City officials said the numbers confirmed that last month's Democratic National Convention, which has been maligned as a financial bust for the city, did have a positive impact. At the same time, both the city and Pinnacle acknowledge the Democrats weren't the only drivers of the July hotel boon. Conventions for lawyers and the software company SAP also brought thousands of visitors.
"It isn't just because the DNC was in town. There were also others who were in town that made it work," said Mark Maloney, director of the Boston Redevelopment Authority. His agency was responsible for a preconvention study that pegged the event as a $154 million economic boost. After the convention, the Beacon Hill Institute, a think tank, calculated that the convention had produced a $14.8 million gain because of lost tourism and productivity.
Matthew R. Arrants, a director at Pinnacle, said July's boost was part of a larger recovery from Boston hotels' three-year doldrums.
"It was a very strong month for conventions," he said, "and when you couple that with the fact that each month has been stronger and stronger in transient demand, we're real positive about things."

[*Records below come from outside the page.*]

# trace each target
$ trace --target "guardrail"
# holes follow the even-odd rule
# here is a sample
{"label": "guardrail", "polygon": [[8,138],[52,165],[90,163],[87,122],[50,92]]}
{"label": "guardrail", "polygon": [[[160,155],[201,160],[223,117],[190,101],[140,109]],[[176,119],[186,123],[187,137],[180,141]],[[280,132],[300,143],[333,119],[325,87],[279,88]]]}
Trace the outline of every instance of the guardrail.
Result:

Still, hoteliers are cautious about calling it a recovery. Jose Estrompa, vice president at Saunders Hotel Group, which owns three Boston properties, said this July was much better than in the past two years, but revenue per available room remained about 13 percent lower than the average over the past decade.
The Democratic convention, which brought 35,000 people to town, did help by filling rooms for three nights, but Estrompa and other hoteliers had hoped for five sellout nights. But some rooms remained empty because of delegates checking in a day late and checking out a day early.
"We tried to promote them at a discount, but you know, nobody was coming into town," Estrompa said.